Supercomputers are great team players, but they work best on a tight schedule. And on-demand private clouds are providing a way to schedule some of their toughest jobs.
Before getting into the convergence of high-performance computers and cloud, let’s talk workload management in general
Software rules
The popularity of a cluster computing, joining high-performance computers and other hardware into a single system over a network, is growing. So is grid computing, which takes it further by bringing HPC systems, even spread over the world, into lock-step. The advantages are clear: jobs are sent to the right place, at the right time, and thus, complex tasks can be completed faster and more cheaply,
But it’s the software that has to be in charge of managing it all. And until recently (the 1990s), it was fairly primitive. After a quick evolution though, HPC workload management software is now far far more sophisticated. For example, I spoke to one vendor, Adaptive Computing, which has developed such a platform, known as Moab.

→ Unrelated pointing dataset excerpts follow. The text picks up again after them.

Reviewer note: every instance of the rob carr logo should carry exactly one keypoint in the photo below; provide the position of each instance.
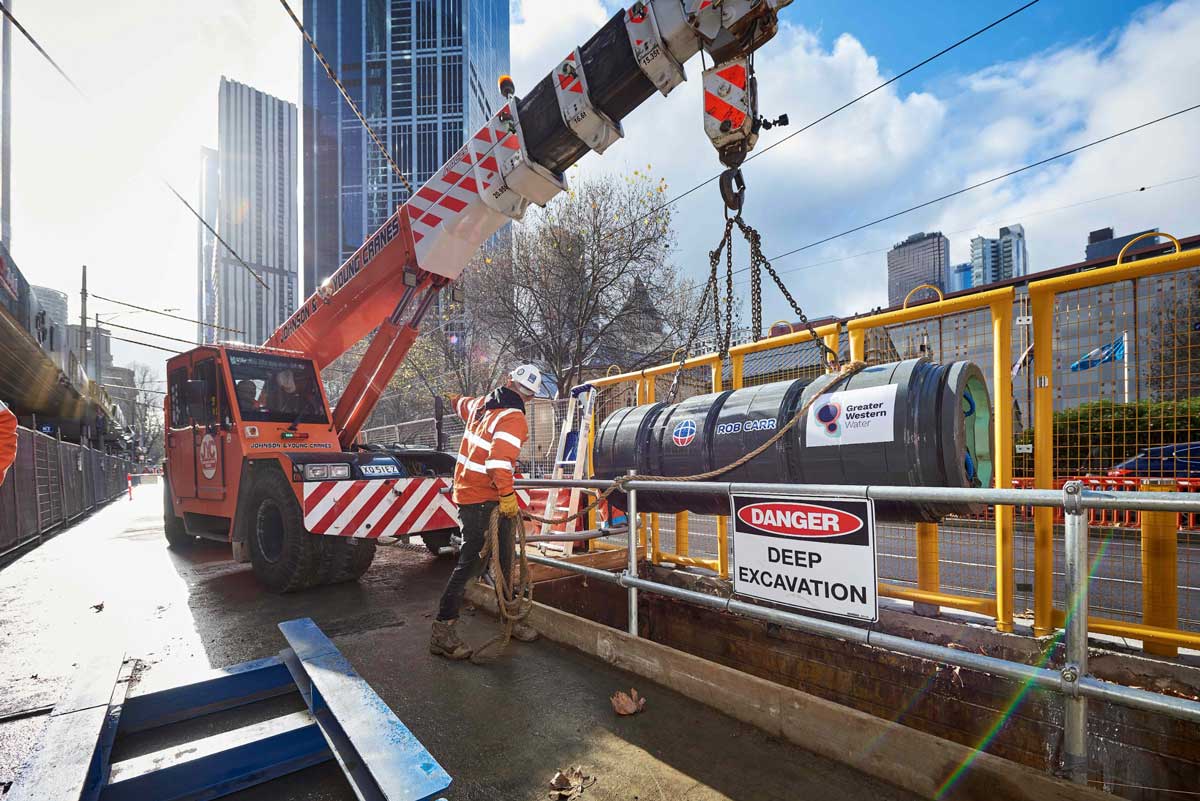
(796, 519)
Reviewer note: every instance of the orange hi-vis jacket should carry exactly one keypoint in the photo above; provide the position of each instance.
(7, 439)
(489, 452)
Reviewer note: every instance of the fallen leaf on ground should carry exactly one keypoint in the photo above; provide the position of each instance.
(570, 783)
(630, 704)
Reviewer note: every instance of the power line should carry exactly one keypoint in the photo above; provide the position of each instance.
(219, 238)
(982, 184)
(153, 333)
(1021, 215)
(67, 78)
(33, 41)
(843, 107)
(346, 95)
(147, 344)
(139, 389)
(174, 317)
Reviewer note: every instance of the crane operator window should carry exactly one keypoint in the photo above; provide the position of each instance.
(276, 389)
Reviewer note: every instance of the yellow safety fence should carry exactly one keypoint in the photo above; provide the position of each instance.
(1003, 566)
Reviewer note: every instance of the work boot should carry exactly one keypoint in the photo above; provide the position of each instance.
(525, 632)
(445, 640)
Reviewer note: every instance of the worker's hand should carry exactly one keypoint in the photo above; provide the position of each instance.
(509, 505)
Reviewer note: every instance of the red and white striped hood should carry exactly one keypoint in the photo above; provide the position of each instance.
(388, 507)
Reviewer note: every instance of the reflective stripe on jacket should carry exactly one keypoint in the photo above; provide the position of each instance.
(489, 452)
(7, 439)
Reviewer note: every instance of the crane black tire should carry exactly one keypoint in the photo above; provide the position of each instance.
(435, 541)
(345, 559)
(178, 538)
(285, 555)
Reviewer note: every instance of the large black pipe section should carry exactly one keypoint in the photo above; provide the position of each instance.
(911, 423)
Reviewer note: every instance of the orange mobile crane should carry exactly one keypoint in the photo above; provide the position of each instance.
(255, 455)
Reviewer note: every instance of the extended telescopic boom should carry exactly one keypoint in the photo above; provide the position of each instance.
(516, 160)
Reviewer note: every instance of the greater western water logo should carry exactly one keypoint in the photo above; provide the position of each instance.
(683, 433)
(829, 415)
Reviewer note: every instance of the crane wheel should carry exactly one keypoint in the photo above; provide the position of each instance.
(178, 538)
(345, 559)
(286, 556)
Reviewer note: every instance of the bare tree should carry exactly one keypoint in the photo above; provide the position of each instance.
(589, 281)
(145, 419)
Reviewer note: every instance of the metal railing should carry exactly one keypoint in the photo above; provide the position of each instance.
(1005, 565)
(53, 483)
(1072, 681)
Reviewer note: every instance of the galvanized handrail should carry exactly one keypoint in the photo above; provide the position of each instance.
(1072, 681)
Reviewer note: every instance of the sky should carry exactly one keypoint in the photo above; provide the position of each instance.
(89, 170)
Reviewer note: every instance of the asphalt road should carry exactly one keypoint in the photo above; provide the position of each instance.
(109, 583)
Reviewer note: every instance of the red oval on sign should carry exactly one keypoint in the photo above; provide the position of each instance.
(793, 519)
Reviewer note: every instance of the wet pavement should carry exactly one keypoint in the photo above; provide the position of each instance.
(499, 730)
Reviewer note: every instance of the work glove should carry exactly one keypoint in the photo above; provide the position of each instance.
(509, 505)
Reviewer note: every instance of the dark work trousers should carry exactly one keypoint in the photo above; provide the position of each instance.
(474, 518)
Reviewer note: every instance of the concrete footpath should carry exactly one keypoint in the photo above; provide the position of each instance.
(499, 730)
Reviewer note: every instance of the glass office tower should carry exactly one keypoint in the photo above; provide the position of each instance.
(424, 73)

According to Wolfgang Baumann, business development manager at the company, Moab can schedule tasks intelligently over a cluster or grid, sending the right jobs to remote locations, calculating the capacity necessary to run them, whether it’s thousands of small jobs or one large one, and working within defined limits.
These limits could be cost or power consumption (or both). A few days ago, for example, Adaptive announced it was partnering with Cray to provide Moab to a research institute and university in Germany, which share a massive distributed Cray XC30 grid.
Enter the cloud
While grids and clusters, and the software to manage them, were growing, cloud was going through its own evolution. And as it turns out, HPC systems can thrive in a private cloud environment under the right circumstances.
How? Baumann used the example of a financial institution that’s paying for a 100-node cluster over a month to process thousands of small transactions. But at month’s end, it needs to run a simulation on its entire portfolio in one shot–one gigantic problem to solve. Adaptive Computing can then build an “on-demand” private cloud to do it using a whopping 1500 cores.
While HPC is traditionally seen as something in the domain of science labs and universities, I found this an interesting use case in the enterprise, and something I’m going to look into more.